Winner of the Best Use of CSO Open Data Award at the BT Young Scientist Exhibition 2022:
Aoife Duggan (15) from Clonskeagh in Dublin is a third-year student at Sandford Park School, Dublin. She won the medal for the Best Use of CSO Open Data Award at the BT Young Scientist Exhibition 2022.
Aoife said: “It feels great to have my project recognised by the CSO, who’s data was so crucial in my project, and I’m honoured to receive the award after all the work that went into it. My project analysed trends in Healthy-Life Expectancy to investigate how we can make our nation healthier in the future. In particular, I looked at the factors that influence healthy-life expectancy and the different healthcare approaches that would benefit approaches now and in the future.”
Aoife, who would like to pursue a career in the medical field, said the project helped her learn the importance of proactive healthcare in optimising the health of a nation.
“Proactive healthcare includes improving social determinants of health, controlling larger patient data for a more efficient and organised approach, and involving patients in their own care. I also learnt about the significant role of open data in research and projects, and how essential it is to our knowledge.”

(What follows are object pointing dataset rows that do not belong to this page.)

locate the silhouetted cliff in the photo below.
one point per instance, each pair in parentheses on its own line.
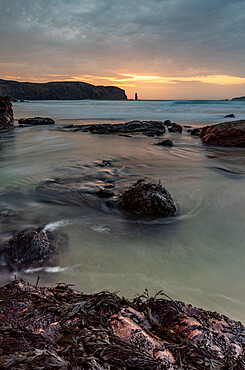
(59,91)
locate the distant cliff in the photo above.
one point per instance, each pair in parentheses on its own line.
(242,98)
(59,91)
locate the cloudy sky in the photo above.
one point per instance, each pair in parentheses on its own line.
(183,49)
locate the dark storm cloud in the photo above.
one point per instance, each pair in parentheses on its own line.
(170,37)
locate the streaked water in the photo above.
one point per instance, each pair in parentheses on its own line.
(197,257)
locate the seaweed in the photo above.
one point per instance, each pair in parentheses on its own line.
(66,329)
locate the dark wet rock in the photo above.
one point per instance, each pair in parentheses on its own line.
(230,116)
(8,214)
(167,122)
(175,127)
(145,198)
(166,142)
(31,247)
(125,135)
(6,112)
(105,193)
(66,329)
(104,163)
(196,131)
(36,121)
(226,134)
(133,127)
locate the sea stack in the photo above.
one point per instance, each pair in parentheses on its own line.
(6,112)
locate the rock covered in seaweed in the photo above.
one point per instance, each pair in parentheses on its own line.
(145,198)
(62,328)
(145,127)
(6,112)
(31,247)
(226,134)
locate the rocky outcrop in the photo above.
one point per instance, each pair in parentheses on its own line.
(175,127)
(150,128)
(230,115)
(242,98)
(66,329)
(31,247)
(6,112)
(59,91)
(166,142)
(36,121)
(145,199)
(226,134)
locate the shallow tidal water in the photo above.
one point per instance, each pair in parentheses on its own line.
(197,257)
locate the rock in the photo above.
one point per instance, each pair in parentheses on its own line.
(105,193)
(31,247)
(145,127)
(36,121)
(195,131)
(230,116)
(241,98)
(145,198)
(58,327)
(62,90)
(175,127)
(6,112)
(226,134)
(165,143)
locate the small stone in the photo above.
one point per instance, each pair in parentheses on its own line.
(165,143)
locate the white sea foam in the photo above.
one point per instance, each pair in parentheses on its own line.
(55,225)
(49,269)
(101,229)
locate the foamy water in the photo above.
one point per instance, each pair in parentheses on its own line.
(197,256)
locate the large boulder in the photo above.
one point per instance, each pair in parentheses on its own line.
(31,247)
(145,198)
(36,121)
(6,112)
(227,134)
(175,127)
(150,128)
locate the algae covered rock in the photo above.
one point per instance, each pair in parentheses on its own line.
(227,134)
(146,199)
(31,247)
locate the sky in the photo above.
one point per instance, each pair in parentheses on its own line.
(161,49)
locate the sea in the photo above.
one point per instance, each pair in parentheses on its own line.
(197,257)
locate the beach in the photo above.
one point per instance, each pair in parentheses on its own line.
(196,257)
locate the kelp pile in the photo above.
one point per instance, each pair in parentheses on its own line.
(66,329)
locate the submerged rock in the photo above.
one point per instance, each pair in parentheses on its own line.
(166,142)
(145,198)
(145,127)
(63,328)
(175,127)
(227,134)
(6,112)
(105,193)
(36,121)
(31,247)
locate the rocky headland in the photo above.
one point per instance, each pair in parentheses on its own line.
(66,329)
(59,91)
(6,112)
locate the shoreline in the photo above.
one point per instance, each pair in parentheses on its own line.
(63,327)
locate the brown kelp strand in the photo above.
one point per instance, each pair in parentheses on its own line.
(68,329)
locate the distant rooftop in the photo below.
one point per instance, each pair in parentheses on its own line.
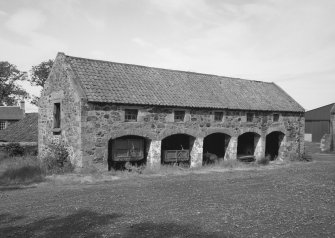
(11,113)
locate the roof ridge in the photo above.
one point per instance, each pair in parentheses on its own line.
(176,70)
(10,106)
(322,107)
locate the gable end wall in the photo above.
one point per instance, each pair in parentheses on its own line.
(60,88)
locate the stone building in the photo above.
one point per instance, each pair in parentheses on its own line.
(106,113)
(11,114)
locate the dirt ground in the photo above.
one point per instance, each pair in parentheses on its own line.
(296,200)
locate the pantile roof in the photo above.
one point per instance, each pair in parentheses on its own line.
(111,82)
(320,113)
(11,113)
(25,130)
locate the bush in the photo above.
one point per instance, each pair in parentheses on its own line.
(56,160)
(14,149)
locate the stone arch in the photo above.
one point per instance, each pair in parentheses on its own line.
(226,131)
(249,145)
(275,144)
(170,132)
(274,129)
(215,146)
(250,129)
(176,148)
(132,148)
(116,134)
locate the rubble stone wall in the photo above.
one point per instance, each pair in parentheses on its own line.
(102,122)
(60,88)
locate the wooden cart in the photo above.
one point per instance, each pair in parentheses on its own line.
(176,156)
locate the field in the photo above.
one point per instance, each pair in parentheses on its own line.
(283,200)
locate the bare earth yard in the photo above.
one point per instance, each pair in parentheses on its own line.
(296,200)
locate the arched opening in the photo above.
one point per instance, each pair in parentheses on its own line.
(273,144)
(215,146)
(127,149)
(246,146)
(176,149)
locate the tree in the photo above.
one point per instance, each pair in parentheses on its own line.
(40,73)
(10,92)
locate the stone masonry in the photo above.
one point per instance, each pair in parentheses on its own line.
(87,127)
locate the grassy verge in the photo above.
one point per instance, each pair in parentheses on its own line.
(20,170)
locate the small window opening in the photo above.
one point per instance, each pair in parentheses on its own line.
(57,115)
(250,117)
(179,116)
(276,117)
(130,115)
(2,125)
(218,116)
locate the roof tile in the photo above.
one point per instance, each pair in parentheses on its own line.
(111,82)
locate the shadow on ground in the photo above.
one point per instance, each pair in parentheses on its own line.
(83,223)
(11,188)
(150,229)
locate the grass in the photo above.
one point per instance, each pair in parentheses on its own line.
(21,170)
(289,201)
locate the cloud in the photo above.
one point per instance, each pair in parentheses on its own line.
(143,43)
(97,23)
(2,13)
(25,21)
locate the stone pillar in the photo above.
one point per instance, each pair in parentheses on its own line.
(197,152)
(154,154)
(260,147)
(231,151)
(282,147)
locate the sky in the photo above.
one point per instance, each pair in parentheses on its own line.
(290,43)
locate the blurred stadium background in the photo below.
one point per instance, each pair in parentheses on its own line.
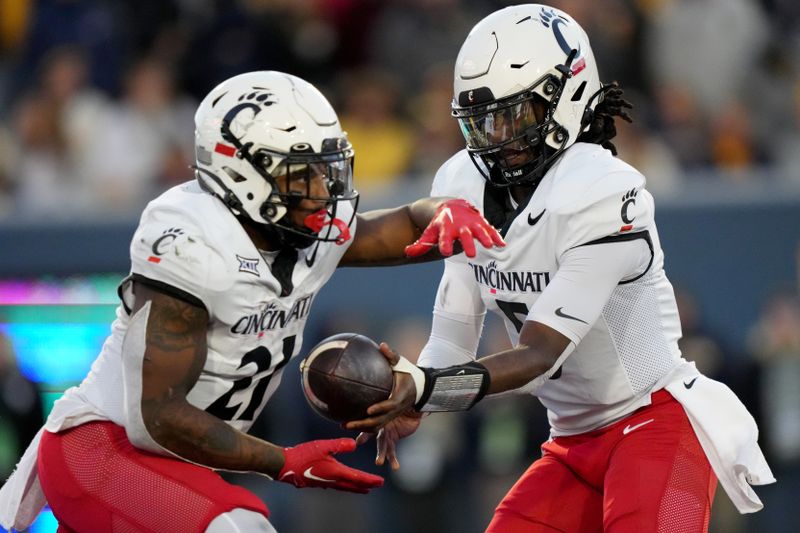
(96,106)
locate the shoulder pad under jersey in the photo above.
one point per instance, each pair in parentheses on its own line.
(587,174)
(459,178)
(597,196)
(180,242)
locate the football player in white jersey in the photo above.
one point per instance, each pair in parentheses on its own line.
(638,435)
(224,272)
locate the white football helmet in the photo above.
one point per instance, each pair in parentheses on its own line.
(259,125)
(525,86)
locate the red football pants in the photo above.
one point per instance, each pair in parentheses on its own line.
(645,473)
(97,482)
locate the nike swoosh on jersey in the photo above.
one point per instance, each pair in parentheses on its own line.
(309,475)
(562,314)
(630,428)
(533,220)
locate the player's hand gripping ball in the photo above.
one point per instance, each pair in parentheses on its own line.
(343,375)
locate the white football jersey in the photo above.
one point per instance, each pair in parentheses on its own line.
(191,246)
(627,345)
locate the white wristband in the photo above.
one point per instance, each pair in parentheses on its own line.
(407,367)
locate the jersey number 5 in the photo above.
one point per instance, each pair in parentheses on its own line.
(262,358)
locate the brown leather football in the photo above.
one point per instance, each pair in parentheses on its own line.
(343,375)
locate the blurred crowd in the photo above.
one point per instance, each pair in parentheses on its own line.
(96,117)
(97,97)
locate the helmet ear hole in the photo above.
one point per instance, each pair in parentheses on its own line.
(588,117)
(533,137)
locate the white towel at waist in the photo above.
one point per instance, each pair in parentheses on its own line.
(728,434)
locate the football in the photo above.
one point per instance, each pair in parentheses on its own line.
(343,375)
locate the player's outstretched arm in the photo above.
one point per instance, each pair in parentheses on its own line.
(458,388)
(172,356)
(414,232)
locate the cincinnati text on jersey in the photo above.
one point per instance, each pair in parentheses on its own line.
(513,281)
(271,317)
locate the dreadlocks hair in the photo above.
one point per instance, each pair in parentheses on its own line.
(602,128)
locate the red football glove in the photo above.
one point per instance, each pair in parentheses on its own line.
(455,220)
(310,465)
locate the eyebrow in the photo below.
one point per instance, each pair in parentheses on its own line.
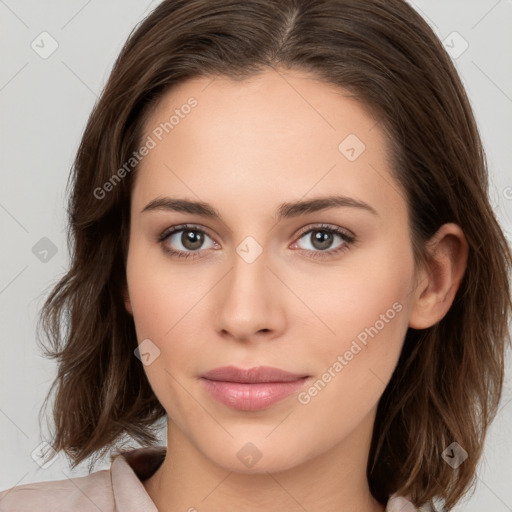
(285,210)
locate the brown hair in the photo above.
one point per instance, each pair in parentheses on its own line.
(447,384)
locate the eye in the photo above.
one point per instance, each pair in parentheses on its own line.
(188,239)
(321,238)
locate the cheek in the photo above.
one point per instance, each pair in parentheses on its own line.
(366,312)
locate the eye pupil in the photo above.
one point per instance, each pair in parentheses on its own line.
(192,239)
(321,239)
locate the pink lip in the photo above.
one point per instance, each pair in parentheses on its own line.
(252,389)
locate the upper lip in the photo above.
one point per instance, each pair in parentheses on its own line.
(251,375)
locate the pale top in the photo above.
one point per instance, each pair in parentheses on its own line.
(118,489)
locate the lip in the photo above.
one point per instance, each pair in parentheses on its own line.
(252,375)
(251,389)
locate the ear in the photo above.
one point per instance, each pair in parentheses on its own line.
(438,283)
(126,299)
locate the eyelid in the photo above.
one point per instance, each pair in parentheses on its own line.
(348,237)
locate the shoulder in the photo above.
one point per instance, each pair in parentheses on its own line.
(86,493)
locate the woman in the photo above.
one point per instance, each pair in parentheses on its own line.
(283,245)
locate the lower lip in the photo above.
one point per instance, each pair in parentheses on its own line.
(251,397)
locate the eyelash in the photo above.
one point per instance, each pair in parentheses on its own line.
(347,238)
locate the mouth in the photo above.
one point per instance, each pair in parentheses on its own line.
(252,389)
(257,374)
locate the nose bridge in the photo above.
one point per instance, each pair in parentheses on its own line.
(247,304)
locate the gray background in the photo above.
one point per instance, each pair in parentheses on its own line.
(45,103)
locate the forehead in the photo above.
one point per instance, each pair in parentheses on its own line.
(276,134)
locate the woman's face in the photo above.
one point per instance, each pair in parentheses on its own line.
(266,283)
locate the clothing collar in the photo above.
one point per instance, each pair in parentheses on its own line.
(127,472)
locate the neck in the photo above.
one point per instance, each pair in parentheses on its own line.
(334,481)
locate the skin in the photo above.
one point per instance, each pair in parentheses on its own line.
(246,148)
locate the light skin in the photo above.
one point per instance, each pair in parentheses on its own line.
(245,149)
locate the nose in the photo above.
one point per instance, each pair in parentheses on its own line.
(250,301)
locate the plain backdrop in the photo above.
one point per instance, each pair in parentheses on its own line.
(45,103)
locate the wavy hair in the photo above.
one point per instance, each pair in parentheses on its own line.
(448,381)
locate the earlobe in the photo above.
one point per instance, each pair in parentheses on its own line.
(438,284)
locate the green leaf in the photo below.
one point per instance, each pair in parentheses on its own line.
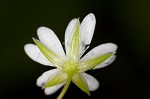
(79,80)
(59,78)
(51,56)
(84,66)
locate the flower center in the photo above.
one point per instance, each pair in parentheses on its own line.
(70,67)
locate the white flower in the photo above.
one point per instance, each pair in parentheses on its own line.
(70,66)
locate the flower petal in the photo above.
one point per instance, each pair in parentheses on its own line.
(53,89)
(48,38)
(106,62)
(93,83)
(69,33)
(45,76)
(35,54)
(100,50)
(87,29)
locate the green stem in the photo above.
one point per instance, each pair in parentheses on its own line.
(65,87)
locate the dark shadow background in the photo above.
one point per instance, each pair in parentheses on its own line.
(124,22)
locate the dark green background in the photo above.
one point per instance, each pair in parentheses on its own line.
(124,22)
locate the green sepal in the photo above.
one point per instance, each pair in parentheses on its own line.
(84,66)
(50,55)
(59,78)
(81,83)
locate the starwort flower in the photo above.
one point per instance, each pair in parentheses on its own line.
(70,66)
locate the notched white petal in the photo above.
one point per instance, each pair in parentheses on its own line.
(87,28)
(45,76)
(69,33)
(48,38)
(92,82)
(35,54)
(106,62)
(53,89)
(100,50)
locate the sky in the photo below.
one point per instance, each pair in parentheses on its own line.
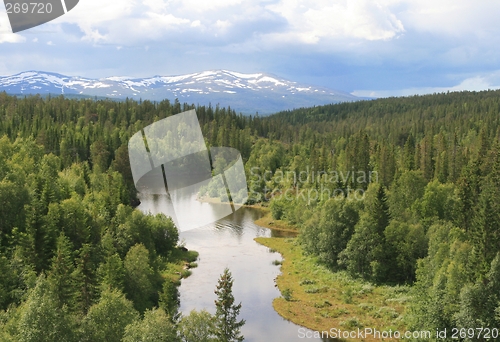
(367,48)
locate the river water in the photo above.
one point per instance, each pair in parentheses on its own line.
(229,242)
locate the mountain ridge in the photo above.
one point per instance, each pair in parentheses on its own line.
(247,93)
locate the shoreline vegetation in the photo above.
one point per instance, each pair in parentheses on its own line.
(319,299)
(266,221)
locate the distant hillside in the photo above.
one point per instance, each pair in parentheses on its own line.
(246,93)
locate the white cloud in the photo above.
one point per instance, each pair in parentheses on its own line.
(475,83)
(312,20)
(6,35)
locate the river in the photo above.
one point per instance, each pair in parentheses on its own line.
(229,242)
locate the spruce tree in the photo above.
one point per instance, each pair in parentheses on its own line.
(227,328)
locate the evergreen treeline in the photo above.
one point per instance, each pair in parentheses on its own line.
(399,190)
(77,261)
(432,218)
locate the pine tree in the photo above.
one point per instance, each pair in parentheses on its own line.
(227,328)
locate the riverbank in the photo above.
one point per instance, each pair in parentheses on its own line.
(179,265)
(318,299)
(266,220)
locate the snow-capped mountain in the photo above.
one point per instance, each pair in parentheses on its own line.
(246,93)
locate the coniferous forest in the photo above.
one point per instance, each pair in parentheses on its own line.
(396,191)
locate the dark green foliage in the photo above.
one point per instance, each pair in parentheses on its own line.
(432,219)
(227,326)
(107,320)
(154,327)
(197,327)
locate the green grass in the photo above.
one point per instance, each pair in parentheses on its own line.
(178,264)
(315,297)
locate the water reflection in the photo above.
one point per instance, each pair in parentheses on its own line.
(230,243)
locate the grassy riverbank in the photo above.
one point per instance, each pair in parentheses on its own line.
(179,264)
(315,297)
(268,221)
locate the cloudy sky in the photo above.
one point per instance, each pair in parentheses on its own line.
(368,48)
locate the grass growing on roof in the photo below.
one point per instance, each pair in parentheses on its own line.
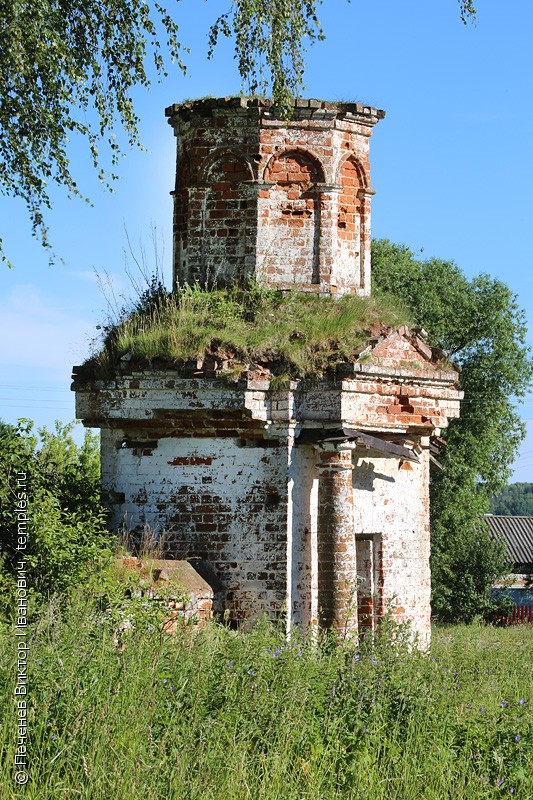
(295,333)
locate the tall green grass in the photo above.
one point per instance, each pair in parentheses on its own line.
(297,334)
(220,715)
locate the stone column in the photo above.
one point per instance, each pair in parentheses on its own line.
(337,568)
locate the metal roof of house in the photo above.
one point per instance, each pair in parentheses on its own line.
(517,536)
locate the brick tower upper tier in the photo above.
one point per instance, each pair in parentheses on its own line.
(284,201)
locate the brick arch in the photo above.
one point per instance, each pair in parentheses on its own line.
(290,211)
(351,212)
(220,221)
(294,165)
(351,163)
(226,163)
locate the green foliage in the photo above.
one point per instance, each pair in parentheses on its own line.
(269,44)
(57,63)
(294,334)
(515,500)
(68,70)
(222,715)
(65,521)
(482,329)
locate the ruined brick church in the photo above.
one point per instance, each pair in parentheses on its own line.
(312,500)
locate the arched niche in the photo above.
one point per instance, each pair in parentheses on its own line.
(350,228)
(219,242)
(291,218)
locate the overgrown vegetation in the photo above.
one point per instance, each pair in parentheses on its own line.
(515,500)
(227,716)
(63,518)
(480,326)
(293,333)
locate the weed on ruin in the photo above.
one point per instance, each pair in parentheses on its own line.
(214,713)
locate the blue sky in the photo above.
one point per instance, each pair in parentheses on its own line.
(451,164)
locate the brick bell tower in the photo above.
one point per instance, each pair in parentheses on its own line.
(286,202)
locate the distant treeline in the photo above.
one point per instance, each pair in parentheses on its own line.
(515,500)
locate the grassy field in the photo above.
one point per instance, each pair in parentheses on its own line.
(227,716)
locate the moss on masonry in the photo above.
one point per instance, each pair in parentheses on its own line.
(286,333)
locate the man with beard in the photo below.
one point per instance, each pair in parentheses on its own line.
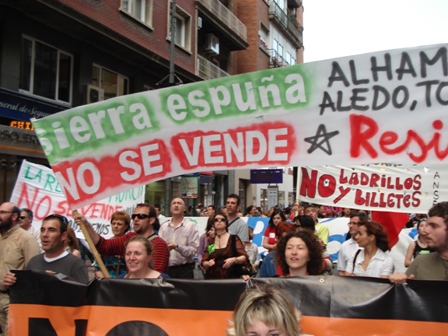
(182,238)
(17,247)
(144,219)
(432,266)
(55,259)
(26,221)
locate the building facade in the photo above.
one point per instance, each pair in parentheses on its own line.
(59,54)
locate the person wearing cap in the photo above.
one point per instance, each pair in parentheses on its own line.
(55,259)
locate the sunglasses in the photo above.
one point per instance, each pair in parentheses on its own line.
(139,216)
(60,217)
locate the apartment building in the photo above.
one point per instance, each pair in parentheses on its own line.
(59,54)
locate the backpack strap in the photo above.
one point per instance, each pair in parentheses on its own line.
(233,221)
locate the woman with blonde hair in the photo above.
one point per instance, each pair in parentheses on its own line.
(138,257)
(265,310)
(72,244)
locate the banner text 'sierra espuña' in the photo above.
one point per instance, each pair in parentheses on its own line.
(82,130)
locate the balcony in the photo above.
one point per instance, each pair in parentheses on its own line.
(287,23)
(276,60)
(207,70)
(225,21)
(294,3)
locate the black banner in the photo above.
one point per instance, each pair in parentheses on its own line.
(331,305)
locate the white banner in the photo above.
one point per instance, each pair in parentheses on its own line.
(383,187)
(38,190)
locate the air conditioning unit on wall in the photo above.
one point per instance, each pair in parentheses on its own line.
(212,44)
(93,94)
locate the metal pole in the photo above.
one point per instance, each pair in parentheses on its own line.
(173,41)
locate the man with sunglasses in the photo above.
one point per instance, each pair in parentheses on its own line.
(182,238)
(26,221)
(145,221)
(55,259)
(17,247)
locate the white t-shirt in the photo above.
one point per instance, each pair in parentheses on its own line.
(381,264)
(346,252)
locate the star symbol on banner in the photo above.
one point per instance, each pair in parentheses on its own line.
(316,143)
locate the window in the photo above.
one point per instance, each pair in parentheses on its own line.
(281,4)
(46,71)
(138,9)
(183,28)
(111,82)
(288,58)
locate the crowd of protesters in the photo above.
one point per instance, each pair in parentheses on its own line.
(161,247)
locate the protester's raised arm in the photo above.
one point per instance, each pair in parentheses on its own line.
(80,218)
(9,279)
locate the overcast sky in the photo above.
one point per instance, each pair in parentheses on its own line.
(335,28)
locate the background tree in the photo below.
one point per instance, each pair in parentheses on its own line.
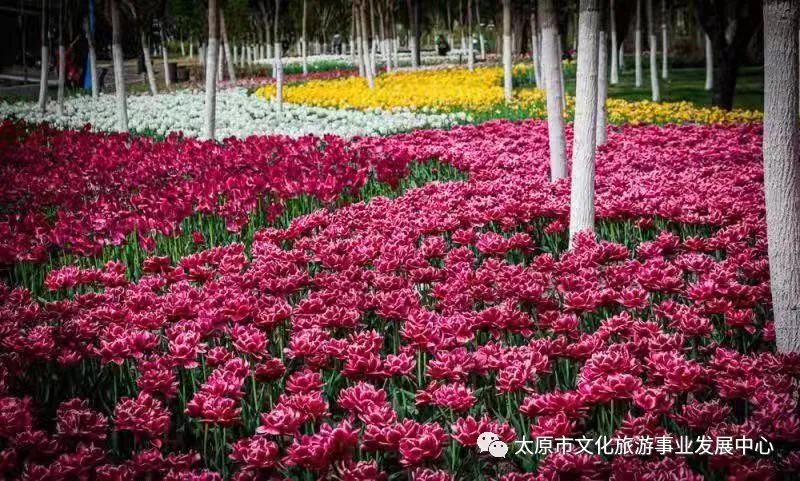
(581,210)
(212,57)
(119,65)
(507,69)
(62,57)
(45,60)
(551,73)
(652,40)
(782,168)
(730,24)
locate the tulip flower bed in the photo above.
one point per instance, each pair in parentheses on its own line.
(238,114)
(481,94)
(377,340)
(83,193)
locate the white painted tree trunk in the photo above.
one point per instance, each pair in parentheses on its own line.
(278,63)
(551,73)
(664,40)
(45,61)
(537,65)
(303,40)
(221,60)
(782,168)
(561,74)
(278,66)
(62,77)
(368,65)
(614,47)
(507,71)
(148,63)
(602,83)
(212,51)
(652,40)
(709,63)
(638,45)
(92,58)
(165,56)
(470,52)
(119,68)
(373,58)
(229,59)
(581,212)
(62,60)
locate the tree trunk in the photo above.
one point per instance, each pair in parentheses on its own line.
(709,63)
(782,168)
(551,73)
(303,40)
(602,76)
(373,36)
(62,59)
(638,44)
(148,63)
(231,62)
(92,57)
(119,67)
(725,78)
(470,52)
(651,35)
(581,212)
(537,64)
(278,64)
(481,38)
(165,54)
(664,40)
(362,9)
(212,57)
(614,47)
(45,60)
(416,45)
(507,72)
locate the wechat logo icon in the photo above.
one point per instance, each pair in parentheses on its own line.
(491,443)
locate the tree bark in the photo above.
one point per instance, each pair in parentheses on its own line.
(278,63)
(537,64)
(481,38)
(551,73)
(638,44)
(62,59)
(92,57)
(614,46)
(368,65)
(782,168)
(581,212)
(230,61)
(212,57)
(507,71)
(709,63)
(730,25)
(652,40)
(470,53)
(165,54)
(303,40)
(119,68)
(148,62)
(602,76)
(664,40)
(45,60)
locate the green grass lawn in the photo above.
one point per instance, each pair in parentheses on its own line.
(687,84)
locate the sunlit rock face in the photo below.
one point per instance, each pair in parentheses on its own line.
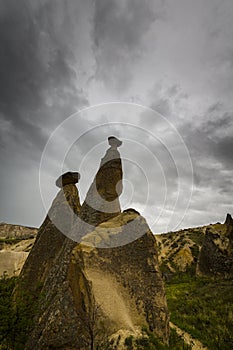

The goal of the CSO’s John Hooper competition is to improve students' abilities to describe, explore, and investigate their environment using statistics. This national competition, now in its twelfth year, is open to teams of two or three students, aged up to 18 years old.
The competition is named in recognition of Cork man John Hooper, who was the first Director of Statistics for the newly formed Irish State, Saorstát Éireann, in 1923. Until his untimely death in 1930 at the age of just 51, Mr. Hooper shaped the development of official statistics in Ireland. His work led to the development of new statistics (e.g. first Census of Population and Census of Industrial Production in 1926), and the 1926 Statistics Act.
The Award for the Best Use of CSO Open Data at the BT Young Scientist Exhibition is now in its eighth year. This competition aims to encourage young people to use open data. Open data is data that can be accessed, used, or shared. Governments, businesses, and individuals can use open data to bring about social, economic, and environmental benefits.
The award is for the most innovative use, or potential use, of CSO data, whether it is in statistical analyses, processes or outputs, a piece of research, a visualisation or a data map, the development of a device, a software application, or the use of CSO data in any other innovative way.